13.3.3.3 Reimbursement

Oral Hygiene Instruction

Procedure code D1330 may be considered for reimbursement when the services are above and beyond the routine brushing and flossing instructions included in the prophylaxis procedure codes and when additional time and expertise is directed toward the client's care. Procedure code D1330 is limited to once per year by any provider and is denied when billed on the same day as procedure codes D1110, D1120, and D1206 by the same provider.

Dental Prophylaxis and Topical Fluoride Treatment

When performing fluoride treatments, procedure codes D1203 and D1204 must be billed on the same date of service as procedure codes D1110 and D1120.

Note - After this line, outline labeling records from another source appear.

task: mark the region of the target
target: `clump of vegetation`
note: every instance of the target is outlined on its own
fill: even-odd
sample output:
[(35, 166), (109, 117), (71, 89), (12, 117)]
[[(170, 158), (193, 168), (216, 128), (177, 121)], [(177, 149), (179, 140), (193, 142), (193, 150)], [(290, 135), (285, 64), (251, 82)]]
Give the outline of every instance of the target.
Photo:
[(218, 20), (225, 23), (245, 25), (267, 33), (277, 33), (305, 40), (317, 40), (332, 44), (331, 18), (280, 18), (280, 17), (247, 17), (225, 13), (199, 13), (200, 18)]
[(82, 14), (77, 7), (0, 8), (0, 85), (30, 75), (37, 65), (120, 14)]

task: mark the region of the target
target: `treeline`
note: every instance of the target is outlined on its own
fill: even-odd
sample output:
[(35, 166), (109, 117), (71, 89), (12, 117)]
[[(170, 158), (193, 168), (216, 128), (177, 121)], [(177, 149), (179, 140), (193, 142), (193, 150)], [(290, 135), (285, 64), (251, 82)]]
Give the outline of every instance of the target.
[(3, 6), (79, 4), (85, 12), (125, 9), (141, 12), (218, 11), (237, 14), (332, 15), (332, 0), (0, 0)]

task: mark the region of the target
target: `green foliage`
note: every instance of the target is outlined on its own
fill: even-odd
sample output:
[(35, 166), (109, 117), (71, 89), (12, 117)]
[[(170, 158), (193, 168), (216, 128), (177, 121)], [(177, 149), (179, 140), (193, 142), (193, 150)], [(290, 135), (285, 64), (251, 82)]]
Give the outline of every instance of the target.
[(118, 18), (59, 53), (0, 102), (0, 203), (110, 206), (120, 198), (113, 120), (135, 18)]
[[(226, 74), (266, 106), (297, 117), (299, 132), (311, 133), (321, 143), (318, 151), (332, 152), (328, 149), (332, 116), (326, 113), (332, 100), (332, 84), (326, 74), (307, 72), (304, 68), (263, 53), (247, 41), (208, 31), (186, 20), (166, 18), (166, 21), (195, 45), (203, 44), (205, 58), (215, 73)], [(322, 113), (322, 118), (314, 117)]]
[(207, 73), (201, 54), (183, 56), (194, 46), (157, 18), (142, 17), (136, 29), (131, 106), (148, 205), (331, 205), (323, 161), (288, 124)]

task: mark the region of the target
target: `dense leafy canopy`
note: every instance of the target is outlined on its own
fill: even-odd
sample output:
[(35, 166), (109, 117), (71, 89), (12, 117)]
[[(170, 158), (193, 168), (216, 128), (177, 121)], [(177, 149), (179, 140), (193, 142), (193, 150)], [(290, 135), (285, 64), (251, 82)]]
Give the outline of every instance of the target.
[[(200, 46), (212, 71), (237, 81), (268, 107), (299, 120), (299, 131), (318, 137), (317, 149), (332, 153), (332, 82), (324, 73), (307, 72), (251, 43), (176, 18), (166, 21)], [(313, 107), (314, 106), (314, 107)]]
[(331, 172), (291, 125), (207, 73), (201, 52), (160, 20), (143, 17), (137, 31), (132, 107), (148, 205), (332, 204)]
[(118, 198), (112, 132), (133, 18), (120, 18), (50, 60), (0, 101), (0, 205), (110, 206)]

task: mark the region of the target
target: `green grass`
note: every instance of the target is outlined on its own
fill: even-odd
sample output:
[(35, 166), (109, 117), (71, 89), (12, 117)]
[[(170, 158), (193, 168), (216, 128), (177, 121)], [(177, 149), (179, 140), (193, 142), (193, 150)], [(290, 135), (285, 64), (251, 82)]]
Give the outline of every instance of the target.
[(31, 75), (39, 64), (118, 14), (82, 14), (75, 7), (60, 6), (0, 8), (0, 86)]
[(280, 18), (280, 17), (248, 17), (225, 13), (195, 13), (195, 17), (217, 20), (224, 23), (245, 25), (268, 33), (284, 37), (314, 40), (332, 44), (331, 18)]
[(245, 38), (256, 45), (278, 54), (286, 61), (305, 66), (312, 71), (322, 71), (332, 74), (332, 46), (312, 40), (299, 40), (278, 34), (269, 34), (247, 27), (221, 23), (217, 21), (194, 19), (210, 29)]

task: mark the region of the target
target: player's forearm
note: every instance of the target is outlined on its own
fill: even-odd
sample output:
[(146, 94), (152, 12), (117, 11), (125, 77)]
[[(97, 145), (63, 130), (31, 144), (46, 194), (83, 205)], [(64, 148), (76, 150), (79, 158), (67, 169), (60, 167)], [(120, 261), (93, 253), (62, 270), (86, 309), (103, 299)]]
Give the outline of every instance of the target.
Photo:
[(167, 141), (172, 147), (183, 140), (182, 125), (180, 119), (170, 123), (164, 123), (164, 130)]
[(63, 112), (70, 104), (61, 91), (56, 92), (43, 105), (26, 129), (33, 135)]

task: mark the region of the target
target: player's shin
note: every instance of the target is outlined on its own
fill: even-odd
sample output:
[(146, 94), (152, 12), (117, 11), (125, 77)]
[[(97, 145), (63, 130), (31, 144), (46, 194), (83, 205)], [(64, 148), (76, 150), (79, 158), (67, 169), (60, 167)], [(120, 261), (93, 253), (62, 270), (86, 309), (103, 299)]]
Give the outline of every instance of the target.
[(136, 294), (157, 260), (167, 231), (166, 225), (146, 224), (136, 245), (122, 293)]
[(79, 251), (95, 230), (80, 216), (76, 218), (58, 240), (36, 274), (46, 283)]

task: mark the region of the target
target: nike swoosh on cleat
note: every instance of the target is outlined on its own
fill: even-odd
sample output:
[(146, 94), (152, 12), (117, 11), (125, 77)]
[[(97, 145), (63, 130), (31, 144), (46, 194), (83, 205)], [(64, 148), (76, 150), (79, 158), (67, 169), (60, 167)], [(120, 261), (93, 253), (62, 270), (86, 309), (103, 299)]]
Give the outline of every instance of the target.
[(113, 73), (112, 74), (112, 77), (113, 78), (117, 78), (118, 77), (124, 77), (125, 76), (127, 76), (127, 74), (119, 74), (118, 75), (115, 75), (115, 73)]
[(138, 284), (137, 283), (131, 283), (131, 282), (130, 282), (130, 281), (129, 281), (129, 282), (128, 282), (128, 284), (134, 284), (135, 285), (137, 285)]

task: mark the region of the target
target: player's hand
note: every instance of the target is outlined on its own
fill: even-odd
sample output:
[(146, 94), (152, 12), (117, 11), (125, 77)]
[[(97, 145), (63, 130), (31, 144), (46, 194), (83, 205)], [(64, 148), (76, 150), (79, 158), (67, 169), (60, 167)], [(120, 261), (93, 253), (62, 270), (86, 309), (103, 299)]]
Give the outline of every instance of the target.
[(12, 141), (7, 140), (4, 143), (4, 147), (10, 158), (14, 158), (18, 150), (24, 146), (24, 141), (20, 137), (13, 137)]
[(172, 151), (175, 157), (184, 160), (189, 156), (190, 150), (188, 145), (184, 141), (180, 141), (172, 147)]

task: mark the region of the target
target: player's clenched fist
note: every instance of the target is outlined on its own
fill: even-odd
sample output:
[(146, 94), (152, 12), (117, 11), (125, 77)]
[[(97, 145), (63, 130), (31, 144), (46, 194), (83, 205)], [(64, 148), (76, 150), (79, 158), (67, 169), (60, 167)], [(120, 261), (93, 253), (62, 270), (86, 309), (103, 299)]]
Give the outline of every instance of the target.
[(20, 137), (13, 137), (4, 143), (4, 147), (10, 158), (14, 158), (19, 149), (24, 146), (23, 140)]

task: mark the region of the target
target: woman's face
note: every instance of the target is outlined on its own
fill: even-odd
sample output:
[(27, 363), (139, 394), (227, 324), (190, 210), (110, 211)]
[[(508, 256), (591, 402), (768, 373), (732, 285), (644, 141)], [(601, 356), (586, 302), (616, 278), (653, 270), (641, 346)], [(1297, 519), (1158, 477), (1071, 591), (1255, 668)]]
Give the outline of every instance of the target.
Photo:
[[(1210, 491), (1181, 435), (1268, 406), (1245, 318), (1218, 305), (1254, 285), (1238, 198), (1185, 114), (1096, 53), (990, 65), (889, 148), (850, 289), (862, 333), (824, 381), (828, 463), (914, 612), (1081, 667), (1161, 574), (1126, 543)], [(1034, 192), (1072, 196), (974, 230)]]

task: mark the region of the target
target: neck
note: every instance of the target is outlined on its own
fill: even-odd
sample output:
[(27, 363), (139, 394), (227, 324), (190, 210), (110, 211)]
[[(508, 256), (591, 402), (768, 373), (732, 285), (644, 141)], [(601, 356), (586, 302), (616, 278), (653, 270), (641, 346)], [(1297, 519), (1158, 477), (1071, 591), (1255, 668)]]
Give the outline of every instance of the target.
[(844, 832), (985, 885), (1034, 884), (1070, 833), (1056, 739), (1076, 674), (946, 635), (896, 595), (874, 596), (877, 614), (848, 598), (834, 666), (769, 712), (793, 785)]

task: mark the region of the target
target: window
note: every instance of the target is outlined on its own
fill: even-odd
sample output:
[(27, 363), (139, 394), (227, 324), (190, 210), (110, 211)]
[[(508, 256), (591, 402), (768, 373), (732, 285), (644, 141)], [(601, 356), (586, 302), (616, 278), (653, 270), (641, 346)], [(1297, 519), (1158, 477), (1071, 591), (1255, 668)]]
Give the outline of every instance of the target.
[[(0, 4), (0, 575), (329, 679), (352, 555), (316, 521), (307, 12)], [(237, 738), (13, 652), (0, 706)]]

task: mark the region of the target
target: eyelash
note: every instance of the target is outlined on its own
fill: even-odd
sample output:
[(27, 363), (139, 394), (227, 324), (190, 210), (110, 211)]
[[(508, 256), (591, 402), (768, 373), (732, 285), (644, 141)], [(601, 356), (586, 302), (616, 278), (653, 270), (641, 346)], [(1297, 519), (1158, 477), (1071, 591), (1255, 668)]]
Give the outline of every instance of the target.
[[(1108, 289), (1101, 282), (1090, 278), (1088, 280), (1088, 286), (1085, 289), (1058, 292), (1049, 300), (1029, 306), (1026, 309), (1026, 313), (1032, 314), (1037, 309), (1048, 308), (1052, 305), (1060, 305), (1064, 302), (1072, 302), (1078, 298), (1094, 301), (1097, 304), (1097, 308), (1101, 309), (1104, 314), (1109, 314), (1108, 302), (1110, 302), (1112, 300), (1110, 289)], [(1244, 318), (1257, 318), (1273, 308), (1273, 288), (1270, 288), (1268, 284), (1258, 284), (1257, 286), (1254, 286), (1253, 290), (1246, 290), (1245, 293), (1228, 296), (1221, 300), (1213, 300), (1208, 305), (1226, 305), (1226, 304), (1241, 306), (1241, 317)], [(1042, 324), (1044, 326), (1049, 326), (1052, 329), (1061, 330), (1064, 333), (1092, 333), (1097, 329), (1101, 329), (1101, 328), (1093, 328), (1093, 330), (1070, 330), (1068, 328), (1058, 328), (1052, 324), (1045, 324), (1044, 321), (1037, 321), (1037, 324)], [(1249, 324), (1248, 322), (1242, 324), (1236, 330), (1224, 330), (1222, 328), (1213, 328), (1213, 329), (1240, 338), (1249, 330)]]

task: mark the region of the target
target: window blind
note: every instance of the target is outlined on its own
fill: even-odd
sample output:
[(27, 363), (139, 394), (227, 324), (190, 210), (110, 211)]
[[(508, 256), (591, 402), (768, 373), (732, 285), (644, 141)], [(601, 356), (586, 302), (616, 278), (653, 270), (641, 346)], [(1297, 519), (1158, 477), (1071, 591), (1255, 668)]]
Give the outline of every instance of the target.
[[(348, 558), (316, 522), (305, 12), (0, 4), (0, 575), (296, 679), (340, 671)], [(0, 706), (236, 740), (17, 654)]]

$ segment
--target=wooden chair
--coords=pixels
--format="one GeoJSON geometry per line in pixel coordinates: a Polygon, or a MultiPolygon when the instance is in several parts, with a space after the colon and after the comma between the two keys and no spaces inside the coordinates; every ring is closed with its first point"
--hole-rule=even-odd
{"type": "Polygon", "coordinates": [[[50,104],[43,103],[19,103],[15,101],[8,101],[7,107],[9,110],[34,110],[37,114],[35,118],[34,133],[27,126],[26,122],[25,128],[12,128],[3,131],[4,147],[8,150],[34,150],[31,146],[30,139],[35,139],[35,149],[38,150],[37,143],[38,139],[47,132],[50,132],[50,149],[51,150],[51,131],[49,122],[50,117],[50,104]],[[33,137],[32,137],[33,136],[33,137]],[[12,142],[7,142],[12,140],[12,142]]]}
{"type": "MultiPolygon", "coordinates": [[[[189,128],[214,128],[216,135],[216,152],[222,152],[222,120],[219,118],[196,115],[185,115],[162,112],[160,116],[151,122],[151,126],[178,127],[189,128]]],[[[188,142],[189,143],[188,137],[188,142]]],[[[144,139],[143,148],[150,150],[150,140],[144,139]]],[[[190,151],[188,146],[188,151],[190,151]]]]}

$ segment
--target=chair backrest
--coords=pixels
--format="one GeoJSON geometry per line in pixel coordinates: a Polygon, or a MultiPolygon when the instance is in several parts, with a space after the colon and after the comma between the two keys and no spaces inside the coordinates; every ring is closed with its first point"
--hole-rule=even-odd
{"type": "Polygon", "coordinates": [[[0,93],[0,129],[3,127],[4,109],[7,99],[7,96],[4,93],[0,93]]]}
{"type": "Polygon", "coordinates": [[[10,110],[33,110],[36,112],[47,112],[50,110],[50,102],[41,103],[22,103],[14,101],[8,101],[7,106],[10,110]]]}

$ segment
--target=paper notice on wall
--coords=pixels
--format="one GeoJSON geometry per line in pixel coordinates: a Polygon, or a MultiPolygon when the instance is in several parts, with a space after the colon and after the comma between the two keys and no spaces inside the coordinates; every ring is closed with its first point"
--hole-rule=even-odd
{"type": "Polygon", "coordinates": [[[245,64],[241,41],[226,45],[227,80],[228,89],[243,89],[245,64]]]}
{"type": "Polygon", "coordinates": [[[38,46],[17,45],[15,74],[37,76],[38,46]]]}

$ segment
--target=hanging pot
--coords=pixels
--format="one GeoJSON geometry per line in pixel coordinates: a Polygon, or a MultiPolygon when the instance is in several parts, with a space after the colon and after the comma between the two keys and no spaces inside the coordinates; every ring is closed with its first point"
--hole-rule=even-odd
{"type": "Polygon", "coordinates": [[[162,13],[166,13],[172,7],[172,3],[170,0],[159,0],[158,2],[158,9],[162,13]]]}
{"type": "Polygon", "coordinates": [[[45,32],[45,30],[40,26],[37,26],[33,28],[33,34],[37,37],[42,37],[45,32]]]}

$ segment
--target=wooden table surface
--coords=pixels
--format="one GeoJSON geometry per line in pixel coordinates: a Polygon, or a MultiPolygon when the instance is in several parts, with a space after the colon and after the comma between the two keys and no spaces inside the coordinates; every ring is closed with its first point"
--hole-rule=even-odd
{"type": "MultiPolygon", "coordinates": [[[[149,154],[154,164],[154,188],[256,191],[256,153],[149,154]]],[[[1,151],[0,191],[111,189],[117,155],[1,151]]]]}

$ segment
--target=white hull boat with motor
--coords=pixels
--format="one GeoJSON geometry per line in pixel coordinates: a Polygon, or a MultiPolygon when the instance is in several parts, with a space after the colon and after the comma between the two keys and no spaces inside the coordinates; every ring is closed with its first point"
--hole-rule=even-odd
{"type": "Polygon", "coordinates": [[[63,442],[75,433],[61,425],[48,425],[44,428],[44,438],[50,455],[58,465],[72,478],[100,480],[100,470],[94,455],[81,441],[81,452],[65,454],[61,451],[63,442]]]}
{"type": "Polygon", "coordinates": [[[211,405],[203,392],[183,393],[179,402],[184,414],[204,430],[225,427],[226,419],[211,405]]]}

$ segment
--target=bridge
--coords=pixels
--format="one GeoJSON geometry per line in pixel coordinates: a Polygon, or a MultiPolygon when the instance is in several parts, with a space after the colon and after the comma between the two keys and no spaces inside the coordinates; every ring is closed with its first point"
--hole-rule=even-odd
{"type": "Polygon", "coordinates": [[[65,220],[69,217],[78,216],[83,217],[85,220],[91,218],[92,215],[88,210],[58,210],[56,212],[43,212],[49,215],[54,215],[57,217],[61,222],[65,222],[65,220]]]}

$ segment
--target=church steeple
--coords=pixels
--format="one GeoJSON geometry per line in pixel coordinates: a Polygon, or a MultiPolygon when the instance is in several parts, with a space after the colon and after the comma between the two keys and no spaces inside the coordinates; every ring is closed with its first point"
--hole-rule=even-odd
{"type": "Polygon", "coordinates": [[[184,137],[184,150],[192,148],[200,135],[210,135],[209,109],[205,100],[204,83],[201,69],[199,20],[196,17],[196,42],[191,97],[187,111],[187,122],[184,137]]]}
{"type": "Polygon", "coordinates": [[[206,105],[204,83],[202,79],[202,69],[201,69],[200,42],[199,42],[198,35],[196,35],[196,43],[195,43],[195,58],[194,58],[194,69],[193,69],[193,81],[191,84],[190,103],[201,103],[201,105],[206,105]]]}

The following procedure codes may be considered for reimbursement but are not payable on the same date of service as any D4000 series (periodontal) procedure codes:

Procedure Code
Age Limitation

D1110

A = 13 through 20 years of age

D1120

A = 1 through 12 years of age

D1203

A = 1 through 12 years of age

D1204

A = 13 through 20 years of age

D1206

A = NA

Dental Sealants

Dental sealants may be considered for reimbursement for clients under 21 years of age. Sealants may be applied to the occlusal, buccal, and lingual pits and fissures of any tooth. The tooth must be at risk for dental decay and be free of proximal caries and restorations on the surface to be sealed. Each tooth must be billed separately using procedure code D1351. Reimbursement is on a per tooth basis, regardless of the number of surfaces sealed. Tooth numbers and surfaces must be indicated on the claim form. Replacement sealants are not reimbursed. Claims and documentation submitted that include language, terms, or acronyms that indicate a preventive resin was applied, may be reimbursed as a sealant (procedure code D1351), and not as a restorative procedure.

If, upon claims processing or retrospective review, the finding of the claim, narrative, documentation, or charting, by a provider, of terms or acronyms indicating preventive resin or combination of similar words, the procedure is reimbursed as a dental sealant only and not for any of the restorative procedures. Procedure code D1351 is not payable on the same date of service as any of D4000 series (periodontal) procedure codes.

Space Maintainers

Space maintainers are designed to prevent tooth movement and may be reimbursed by the CSHCN Services Program in the following situations:

After premature loss of deciduous/primary tooth first and/or second molars, TID: A, B, I, J, K, L, S, and T for clients 1 through 12 years of age.

After loss of a permanent first molars (TID 3, 14, 19 and 30) for clients 3 through 20 years of age.

Note: Premature loss is defined as loss of the tooth before the expected or normal life of the tooth. For a deciduous/primary molar, this is before eruption of the comparable permanent tooth.

One space maintainer per tooth ID may be reimbursed per lifetime, per client. Replacement space maintainers may be considered on appeal with documentation supporting medical/dental necessity.

Space maintainers may be reimbursed with procedure codes D1510, D1515, D1520, and D1525.

When procedure codes D1510 or D1515 have been previously reimbursed, the recementation of space maintainers may be considered for reimbursement to either the same or a different CSHCN Services Program dental provider when billed with procedure code D1550.

Procedure code D1555 may be considered for reimbursement for the removal of a space maintainer. This procedure code is denied to the provider that originally placed the appliance but may be reimbursed to the following:

To a provider that did not originally place the appliance.

To the dental group that originally placed the appliance on the client.